Rapidly Varying Completely Random Measures for Modeling Extremely Sparse Networks
Valentin Kilian, Benjamin Guedj, François Caron
TL;DR
This work introduces rapidly varying completely random measures (CRMs) by mixing the Lévy intensity over the stability index α ∈ (0,1], yielding a new class (mGG) that includes stable and generalized gamma processes as limits. The canonical mixed Stable (mSt) and the full five-parameter mixed Generalized Gamma (mGG) constructions provide tractable Laplace exponents and a size-biased representation, enabling efficient simulation and posterior inference. Applying the mGG framework to Caron–Fox sparse graphs yields models where the number of edges grows near-linearly with the number of nodes, aligning with empirical observations of real-world networks, and is accompanied by scalable MCMC algorithms and demonstrated on synthetic and large real networks.
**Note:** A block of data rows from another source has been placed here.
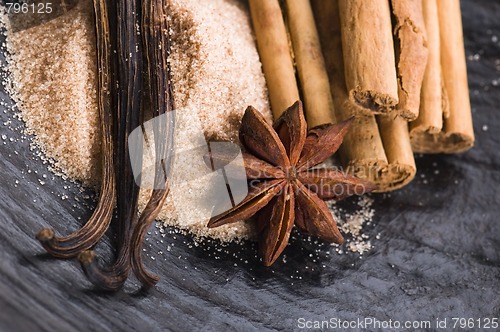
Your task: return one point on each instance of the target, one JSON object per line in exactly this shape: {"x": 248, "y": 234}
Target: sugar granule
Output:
{"x": 215, "y": 78}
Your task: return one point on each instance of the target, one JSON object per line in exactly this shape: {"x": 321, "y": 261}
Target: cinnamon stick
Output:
{"x": 411, "y": 54}
{"x": 456, "y": 133}
{"x": 274, "y": 51}
{"x": 379, "y": 152}
{"x": 310, "y": 63}
{"x": 370, "y": 67}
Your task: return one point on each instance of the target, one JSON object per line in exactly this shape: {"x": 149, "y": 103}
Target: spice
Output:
{"x": 370, "y": 69}
{"x": 127, "y": 69}
{"x": 284, "y": 189}
{"x": 411, "y": 54}
{"x": 378, "y": 151}
{"x": 156, "y": 41}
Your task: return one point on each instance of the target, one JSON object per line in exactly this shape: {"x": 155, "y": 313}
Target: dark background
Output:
{"x": 438, "y": 254}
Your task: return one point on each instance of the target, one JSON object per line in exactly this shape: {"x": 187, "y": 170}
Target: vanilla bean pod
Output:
{"x": 155, "y": 34}
{"x": 128, "y": 117}
{"x": 86, "y": 237}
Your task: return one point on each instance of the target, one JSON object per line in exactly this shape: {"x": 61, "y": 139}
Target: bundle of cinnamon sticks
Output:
{"x": 398, "y": 66}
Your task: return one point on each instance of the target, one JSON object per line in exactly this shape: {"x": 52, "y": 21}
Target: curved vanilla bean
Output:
{"x": 156, "y": 40}
{"x": 69, "y": 246}
{"x": 128, "y": 117}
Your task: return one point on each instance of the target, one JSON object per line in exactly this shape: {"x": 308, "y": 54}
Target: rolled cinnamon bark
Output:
{"x": 274, "y": 51}
{"x": 386, "y": 159}
{"x": 411, "y": 54}
{"x": 310, "y": 63}
{"x": 445, "y": 121}
{"x": 370, "y": 68}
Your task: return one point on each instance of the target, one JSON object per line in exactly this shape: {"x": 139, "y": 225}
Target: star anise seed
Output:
{"x": 285, "y": 188}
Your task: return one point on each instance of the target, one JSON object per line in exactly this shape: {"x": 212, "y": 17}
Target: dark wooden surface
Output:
{"x": 438, "y": 255}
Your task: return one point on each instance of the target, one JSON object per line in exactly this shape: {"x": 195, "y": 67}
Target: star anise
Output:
{"x": 284, "y": 187}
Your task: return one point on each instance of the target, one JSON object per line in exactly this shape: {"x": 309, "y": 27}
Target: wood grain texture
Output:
{"x": 438, "y": 254}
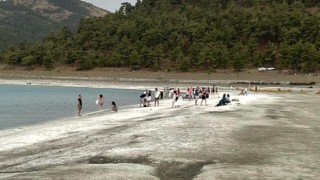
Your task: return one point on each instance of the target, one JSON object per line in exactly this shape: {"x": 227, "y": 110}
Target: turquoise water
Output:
{"x": 29, "y": 104}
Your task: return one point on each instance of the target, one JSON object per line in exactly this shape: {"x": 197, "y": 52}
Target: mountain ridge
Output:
{"x": 31, "y": 20}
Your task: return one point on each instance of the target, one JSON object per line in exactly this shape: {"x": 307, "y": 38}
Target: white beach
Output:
{"x": 267, "y": 136}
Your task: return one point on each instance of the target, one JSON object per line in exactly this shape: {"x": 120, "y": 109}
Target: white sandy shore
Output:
{"x": 25, "y": 136}
{"x": 252, "y": 140}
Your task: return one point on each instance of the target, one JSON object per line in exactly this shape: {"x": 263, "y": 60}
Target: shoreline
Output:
{"x": 143, "y": 83}
{"x": 262, "y": 137}
{"x": 234, "y": 141}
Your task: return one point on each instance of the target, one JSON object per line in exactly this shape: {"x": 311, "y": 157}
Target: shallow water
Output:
{"x": 30, "y": 104}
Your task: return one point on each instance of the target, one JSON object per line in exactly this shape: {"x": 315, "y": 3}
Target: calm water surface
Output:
{"x": 29, "y": 104}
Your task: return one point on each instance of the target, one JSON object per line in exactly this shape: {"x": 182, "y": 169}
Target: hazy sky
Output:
{"x": 110, "y": 5}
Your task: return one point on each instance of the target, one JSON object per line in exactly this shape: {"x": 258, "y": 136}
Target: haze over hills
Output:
{"x": 26, "y": 20}
{"x": 184, "y": 35}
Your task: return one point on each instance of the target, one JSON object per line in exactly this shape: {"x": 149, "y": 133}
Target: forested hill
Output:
{"x": 186, "y": 35}
{"x": 31, "y": 20}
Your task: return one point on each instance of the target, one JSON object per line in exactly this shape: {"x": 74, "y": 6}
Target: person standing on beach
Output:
{"x": 204, "y": 97}
{"x": 113, "y": 107}
{"x": 175, "y": 98}
{"x": 100, "y": 101}
{"x": 255, "y": 89}
{"x": 79, "y": 104}
{"x": 156, "y": 97}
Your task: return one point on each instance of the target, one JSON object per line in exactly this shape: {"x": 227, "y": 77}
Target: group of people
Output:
{"x": 99, "y": 102}
{"x": 146, "y": 98}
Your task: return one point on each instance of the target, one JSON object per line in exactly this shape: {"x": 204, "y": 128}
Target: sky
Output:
{"x": 110, "y": 5}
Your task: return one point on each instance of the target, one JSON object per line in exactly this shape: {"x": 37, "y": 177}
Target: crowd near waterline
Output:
{"x": 197, "y": 94}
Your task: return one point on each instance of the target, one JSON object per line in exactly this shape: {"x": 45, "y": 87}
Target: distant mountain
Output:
{"x": 31, "y": 20}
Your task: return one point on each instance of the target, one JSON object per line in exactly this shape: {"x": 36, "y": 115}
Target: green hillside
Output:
{"x": 29, "y": 21}
{"x": 186, "y": 35}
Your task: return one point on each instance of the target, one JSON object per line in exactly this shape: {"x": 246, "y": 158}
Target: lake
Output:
{"x": 22, "y": 105}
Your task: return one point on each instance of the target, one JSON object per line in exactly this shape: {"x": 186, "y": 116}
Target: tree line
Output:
{"x": 185, "y": 35}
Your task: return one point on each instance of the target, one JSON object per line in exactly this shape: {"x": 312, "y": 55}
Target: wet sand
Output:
{"x": 267, "y": 136}
{"x": 270, "y": 135}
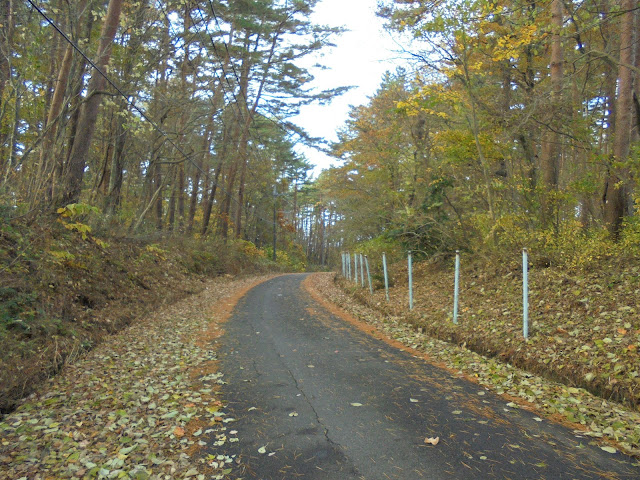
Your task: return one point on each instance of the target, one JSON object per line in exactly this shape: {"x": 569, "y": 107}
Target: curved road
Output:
{"x": 327, "y": 401}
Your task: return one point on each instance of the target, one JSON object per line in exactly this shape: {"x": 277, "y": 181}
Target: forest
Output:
{"x": 513, "y": 124}
{"x": 150, "y": 161}
{"x": 170, "y": 117}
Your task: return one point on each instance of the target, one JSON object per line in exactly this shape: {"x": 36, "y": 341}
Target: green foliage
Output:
{"x": 74, "y": 212}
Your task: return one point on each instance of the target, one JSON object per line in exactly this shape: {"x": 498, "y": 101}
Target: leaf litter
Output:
{"x": 592, "y": 417}
{"x": 140, "y": 406}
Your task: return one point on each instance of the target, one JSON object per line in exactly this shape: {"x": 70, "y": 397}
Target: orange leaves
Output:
{"x": 432, "y": 441}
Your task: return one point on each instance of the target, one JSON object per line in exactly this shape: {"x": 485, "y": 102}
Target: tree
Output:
{"x": 89, "y": 115}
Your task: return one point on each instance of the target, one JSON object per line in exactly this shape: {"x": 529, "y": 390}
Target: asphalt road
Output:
{"x": 327, "y": 401}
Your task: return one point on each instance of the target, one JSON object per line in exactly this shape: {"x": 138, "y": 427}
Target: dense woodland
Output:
{"x": 514, "y": 123}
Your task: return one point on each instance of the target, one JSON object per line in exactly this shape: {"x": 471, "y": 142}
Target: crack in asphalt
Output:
{"x": 304, "y": 395}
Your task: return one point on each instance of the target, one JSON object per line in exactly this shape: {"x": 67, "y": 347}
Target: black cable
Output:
{"x": 135, "y": 107}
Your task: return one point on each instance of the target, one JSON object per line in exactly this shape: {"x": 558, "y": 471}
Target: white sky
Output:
{"x": 360, "y": 58}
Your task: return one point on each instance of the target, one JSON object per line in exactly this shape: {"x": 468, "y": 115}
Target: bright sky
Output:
{"x": 360, "y": 58}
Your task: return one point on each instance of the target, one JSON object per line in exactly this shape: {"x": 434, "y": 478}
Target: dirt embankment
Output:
{"x": 61, "y": 292}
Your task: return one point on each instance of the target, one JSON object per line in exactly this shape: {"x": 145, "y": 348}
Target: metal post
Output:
{"x": 456, "y": 288}
{"x": 410, "y": 264}
{"x": 386, "y": 276}
{"x": 366, "y": 262}
{"x": 525, "y": 293}
{"x": 355, "y": 266}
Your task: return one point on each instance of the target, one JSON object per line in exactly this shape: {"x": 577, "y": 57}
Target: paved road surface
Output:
{"x": 328, "y": 401}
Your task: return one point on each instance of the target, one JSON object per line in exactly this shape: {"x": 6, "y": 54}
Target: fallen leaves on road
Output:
{"x": 599, "y": 418}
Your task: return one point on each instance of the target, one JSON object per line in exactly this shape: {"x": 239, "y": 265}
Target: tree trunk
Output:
{"x": 550, "y": 151}
{"x": 616, "y": 190}
{"x": 89, "y": 115}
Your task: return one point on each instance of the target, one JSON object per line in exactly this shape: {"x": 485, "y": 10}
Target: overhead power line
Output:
{"x": 132, "y": 104}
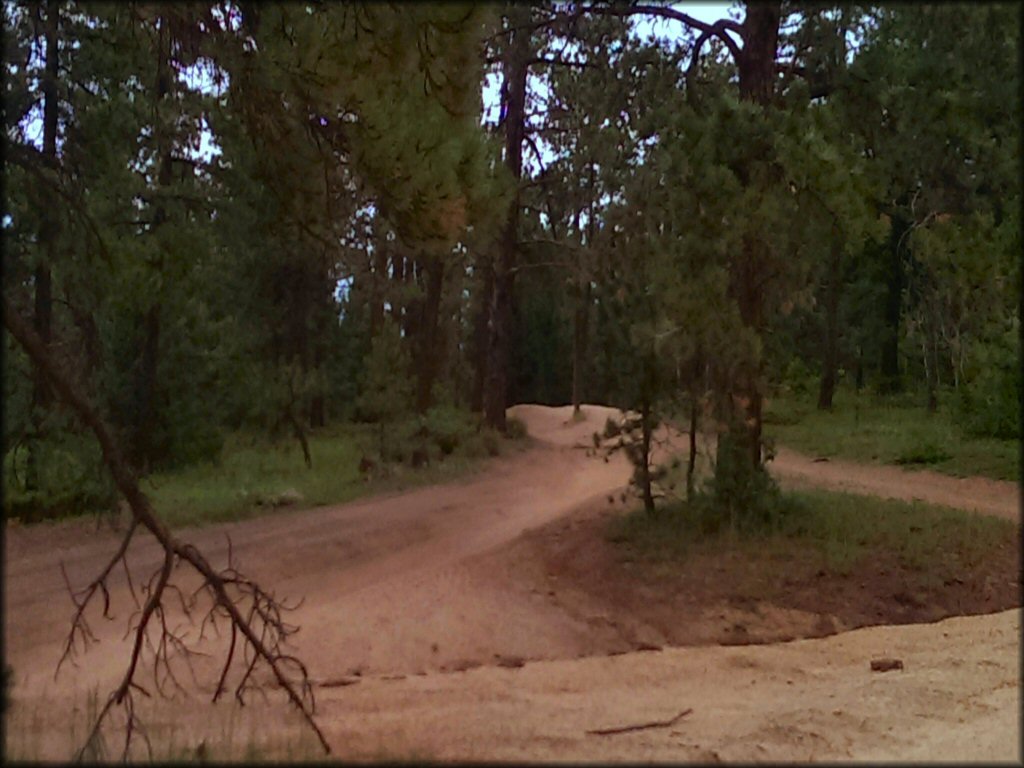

The results offer a flexible, mathematically tractable approach to modeling extreme sparsity in networks and potentially other domains where near-linear growth of latent structures is expected.
Abstract
Completely random measures (CRMs) are fundamental to Bayesian nonparametric models, with applications in clustering, feature allocation, and network analysis. A key quantity of interest is the Laplace exponent, whose asymptotic behavior determines how the random structures scale. When the Laplace exponent grows nearly linearly - known as rapid variation - the induced models exhibit approximately linear growth in the number of clusters, features, or edges with sample size or network nodes. This regime is especially relevant for modeling sparse networks, yet existing CRM constructions lack tractability under rapid variation. We address this by introducing a new class of CRMs with index of variation $α\in(0,1]$, defined as mixtures of stable or generalized gamma processes. These models offer interpretable parameters, include well-known CRMs as limiting cases, and retain analytical tractability through a tractable Laplace exponent and simple size-biased representation. We analyze the asymptotic properties of this CRM class and apply it to the Caron-Fox framework for sparse graphs. The resulting models produce networks with near-linear edge growth, aligning with empirical evidence from large-scale networks. Additionally, we present efficient algorithms for simulation and posterior inference, demonstrating practical advantages through experiments on real-world sparse network datasets.